Keywords: A Barca de Gleyre; Monteiro Lobato; Origins; Brazilian Children’s Literature.
Cabem muitas indagações acerca do que a leitura de Monteiro Lobato proporciona aos espíritos livres e abertos, em diversas áreas do saber, além dos aspectos pessoal, emocional e profissional.
O sucesso do editor despertou uma vocação latente, hoje razão de glória incontestável: o escritor para crianças. A Menina do Narizinho Arrebitado (1921), evocava a infância passada na fazenda e já trazia o quadrunvirato feminino – Emília, Narizinho, Dona Benta e Tia Nastácia – que mandaria no Sítio do Picapau Amarelo. Lobato chegou a fazer uma tiragem de 50.000 exemplares da edição escolar de Narizinho e, com o seu tino comercial, mandou 500 para as escolas, como amostra grátis. Vendeu a edição em oito meses e, em rápida sequência, criaria mais histórias com os personagens erecontaria, em “língua desliteraturizada”, clássicos da literatura infanto-juvenil.
A Barca de Gleyre (1955), a compilação da correspondência com Godofredo Rangel, é a mais conhecida de suas atividades epistolográficas. O público brasileiro, entretanto, se deveria apropriar, também de outras cartas dirigidas a figuras conceituadas em suas áreas como, por exemplo, Lima Barreto.
Por meio das Cartas podemos acompanhar como se efetivaram os processos para a “criação” de uma literatura infantil brasileira. A literatura da época destinada às crianças se compunha de traduções europeias e histórias de fundo moral, basicamente, desprovidas de linguagem própria. Lobato vislumbrou a possibilidade de, nessa lacuna linguístico-literária, atender aos interesses infantis.
Gênero desenvolvido principalmente a partir do século XVII com a expansão dos serviços postais, a epistolografia se estabelece como um sucedâneo da oralidade, desempenhando, assim, relevantes funções comunicativas.
A correspondência constitui uma das formas mais antigas, legítimas e palpitantes de expressão do ser humano. Nas Cartas, a vida explode, não se deixando camuflar; às vezes, patéticas, nos lembram da ficção. Desvelar a realidade humana é fascinante, embora a paixão estética também se torne elemento de atração.
A arte da correspondência consiste, segundo Cassiano Nunes (1982), num prolongamento da arte da conversação, arte que parece perdida no neobarbarismo da atualidade.

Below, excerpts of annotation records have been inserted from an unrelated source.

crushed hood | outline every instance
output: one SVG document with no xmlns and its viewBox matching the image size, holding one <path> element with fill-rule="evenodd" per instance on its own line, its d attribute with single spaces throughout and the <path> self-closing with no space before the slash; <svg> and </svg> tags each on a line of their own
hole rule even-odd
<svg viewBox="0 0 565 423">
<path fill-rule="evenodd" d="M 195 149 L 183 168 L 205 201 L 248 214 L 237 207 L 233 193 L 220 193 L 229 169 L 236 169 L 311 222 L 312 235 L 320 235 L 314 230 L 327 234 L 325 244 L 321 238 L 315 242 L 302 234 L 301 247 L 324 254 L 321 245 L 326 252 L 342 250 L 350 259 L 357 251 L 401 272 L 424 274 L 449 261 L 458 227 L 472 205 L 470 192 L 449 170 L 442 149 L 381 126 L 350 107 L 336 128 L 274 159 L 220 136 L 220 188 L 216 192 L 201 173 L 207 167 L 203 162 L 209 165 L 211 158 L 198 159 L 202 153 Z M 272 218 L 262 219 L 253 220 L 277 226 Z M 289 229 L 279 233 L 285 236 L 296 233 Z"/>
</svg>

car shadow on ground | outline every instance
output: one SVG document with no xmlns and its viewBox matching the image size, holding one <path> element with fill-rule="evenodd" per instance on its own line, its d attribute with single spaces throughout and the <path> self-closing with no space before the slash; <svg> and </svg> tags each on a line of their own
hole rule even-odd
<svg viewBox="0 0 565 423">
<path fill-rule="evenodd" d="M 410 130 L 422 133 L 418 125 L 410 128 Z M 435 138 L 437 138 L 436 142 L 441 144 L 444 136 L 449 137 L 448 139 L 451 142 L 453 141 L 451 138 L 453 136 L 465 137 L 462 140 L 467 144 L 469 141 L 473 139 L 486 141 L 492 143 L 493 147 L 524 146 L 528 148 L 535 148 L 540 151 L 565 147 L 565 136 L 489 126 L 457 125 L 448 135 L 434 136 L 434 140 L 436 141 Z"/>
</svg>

Detenho-me nas cartas de Monteiro Lobato a Godofredo Rangel, escritas de 1903 até 1948, pouco antes da sua morte. São 752 páginas, em dois volumes, publicados sob o título de A Barca de Gleyre (1955). Homem de múltiplas facetas – advogado, empresário, fazendeiro, editor e “manipulador” eficiente das palavras, contista consagrado e, principalmente, gênio fundador da literatura infantil brasileira –, Lobato nos legou um admirável acervo de cartas para que nelas mergulhemos prazerosa e/ou cientificamente.
Acompanhar as considerações sobre literatura pelas páginas da Barca revela-se um exercício estimulante. Em meio às atividades profissionais exercidas, aos obstáculos e às dificuldades, Lobato nunca descurou da literatura em suas variadas representações. Voraz leitor da literatura universal — os alemães, os franceses, os ingleses – consumiu-a plenamente, avaliando-a em detalhes, sob o olhar de lince costumeiro, sem concessões. As críticas eram sempre fundamentadas, distantes do “achismo” inconsequente e vazio. Como leitor polivalente de diferentes temas, se serve desse conhecimento adquirido para argumentar e analisar.
A novidade nas ideias de Lobato sobre literatura e respectivos gêneros repercute porque o escritor emite opiniões, como leitor apaixonado, porém, nunca superficial e descuidado sobre o objeto de seu interesse. As palavras e as imagens quase sempre se originam de coisas e de situações que cercam o quotidiano do homem. Lobato as mistura, as combina, elaborando definições e conceitos; embasa-os em análise crítica consistente, alcançando, entretanto, o leitor comum.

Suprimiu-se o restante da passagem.